Cogges Manor Farm

Cogges Manor Farm

The original Manor House was a Cotswold stone building dating from the middle of the 13th century. It originally comprised four ranges built around a courtyard. Of these the 13th century kitchen and part of the hall survive from one range and the dairy incorporates remains of one of the other ranges. The other two ranges have been lost, but traces or foundations of both of them survive. In the 13th century the Manor had a large fishpond, but since 1984 part of the site of the pond has been covered by modern houses.

The manor house was probably built after Walter de Grey, Archbishop of York bought part of the manor of Cogges in AD 1241. In 1242 the house was described as the Archbishop's Court. By 1245 the Archbishop had given Cogges Manor to his nephew Sir Robert de Grey, with whose heirs the house remained until 1485. More than once in its history the family used the house as a dower house for the widows of successive Barons Grey of Rotherfield.

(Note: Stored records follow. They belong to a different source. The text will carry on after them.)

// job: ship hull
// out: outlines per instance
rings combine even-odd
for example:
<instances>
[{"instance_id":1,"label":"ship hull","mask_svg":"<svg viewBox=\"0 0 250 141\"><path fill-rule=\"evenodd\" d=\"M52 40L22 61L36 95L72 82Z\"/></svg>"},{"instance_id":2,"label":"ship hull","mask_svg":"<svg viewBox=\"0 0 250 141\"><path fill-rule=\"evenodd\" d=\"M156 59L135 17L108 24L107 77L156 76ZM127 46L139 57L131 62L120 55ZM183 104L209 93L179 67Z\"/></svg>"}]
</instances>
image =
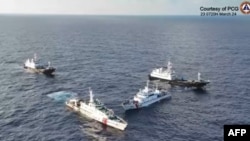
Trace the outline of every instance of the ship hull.
<instances>
[{"instance_id":1,"label":"ship hull","mask_svg":"<svg viewBox=\"0 0 250 141\"><path fill-rule=\"evenodd\" d=\"M170 94L166 94L164 96L161 96L159 98L153 99L151 101L147 101L145 103L138 103L138 104L133 104L133 103L129 103L129 104L122 104L122 107L124 110L134 110L134 109L139 109L139 108L143 108L143 107L148 107L156 102L159 102L163 99L169 99L171 98Z\"/></svg>"},{"instance_id":2,"label":"ship hull","mask_svg":"<svg viewBox=\"0 0 250 141\"><path fill-rule=\"evenodd\" d=\"M43 74L46 74L46 75L52 75L52 73L55 72L55 68L45 68L45 69L37 69L37 68L30 68L30 67L27 67L27 66L24 66L25 69L27 70L31 70L35 73L43 73Z\"/></svg>"},{"instance_id":3,"label":"ship hull","mask_svg":"<svg viewBox=\"0 0 250 141\"><path fill-rule=\"evenodd\" d=\"M182 86L182 87L195 87L202 88L209 84L208 81L197 81L197 80L169 80L164 77L152 76L149 75L150 80L163 80L168 82L170 85Z\"/></svg>"},{"instance_id":4,"label":"ship hull","mask_svg":"<svg viewBox=\"0 0 250 141\"><path fill-rule=\"evenodd\" d=\"M113 127L122 131L125 130L125 128L127 127L127 123L120 123L114 120L110 120L107 118L107 116L96 114L94 112L95 110L88 109L86 106L85 106L86 108L79 108L67 102L66 102L66 105L70 107L71 109L73 109L75 112L78 112L88 118L94 119L104 125L108 125L110 127Z\"/></svg>"}]
</instances>

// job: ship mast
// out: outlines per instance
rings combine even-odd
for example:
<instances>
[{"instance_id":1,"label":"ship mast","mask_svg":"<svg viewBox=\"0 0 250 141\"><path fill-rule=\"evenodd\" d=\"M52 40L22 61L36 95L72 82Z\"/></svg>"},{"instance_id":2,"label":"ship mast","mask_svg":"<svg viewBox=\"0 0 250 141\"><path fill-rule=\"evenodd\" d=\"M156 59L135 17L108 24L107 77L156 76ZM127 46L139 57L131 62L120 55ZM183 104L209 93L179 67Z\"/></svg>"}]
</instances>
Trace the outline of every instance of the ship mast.
<instances>
[{"instance_id":1,"label":"ship mast","mask_svg":"<svg viewBox=\"0 0 250 141\"><path fill-rule=\"evenodd\" d=\"M92 92L91 88L89 87L89 103L94 102L93 97L94 97L93 92Z\"/></svg>"},{"instance_id":2,"label":"ship mast","mask_svg":"<svg viewBox=\"0 0 250 141\"><path fill-rule=\"evenodd\" d=\"M201 73L198 72L198 81L201 81Z\"/></svg>"}]
</instances>

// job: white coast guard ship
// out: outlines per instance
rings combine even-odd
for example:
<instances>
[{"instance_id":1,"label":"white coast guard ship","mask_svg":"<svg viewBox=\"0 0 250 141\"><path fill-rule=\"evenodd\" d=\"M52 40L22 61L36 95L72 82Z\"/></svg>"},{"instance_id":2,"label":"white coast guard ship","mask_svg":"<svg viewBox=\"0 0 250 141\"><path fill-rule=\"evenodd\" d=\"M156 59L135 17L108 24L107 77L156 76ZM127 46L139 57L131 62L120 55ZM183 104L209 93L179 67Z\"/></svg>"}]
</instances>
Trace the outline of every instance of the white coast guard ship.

During the 16th century the manor passed through various owners. One of them altered the mediaeval hall by inserting a first floor and adding a new, higher roof. The Blake family bought the manor in 1667 and added the current second wing to the house. In 1726 Daniel Blake sold Cogges Manor Farm to Simon Harcourt, 1st Viscount Harcourt. The Harcourt family leased out Cogges Manor Farm until 1919, when the then tenants, the Mawle family, bought the freehold. In 1974 Oxfordshire County Council bought Cogges Manor Farm and converted the house and farmstead into a museum.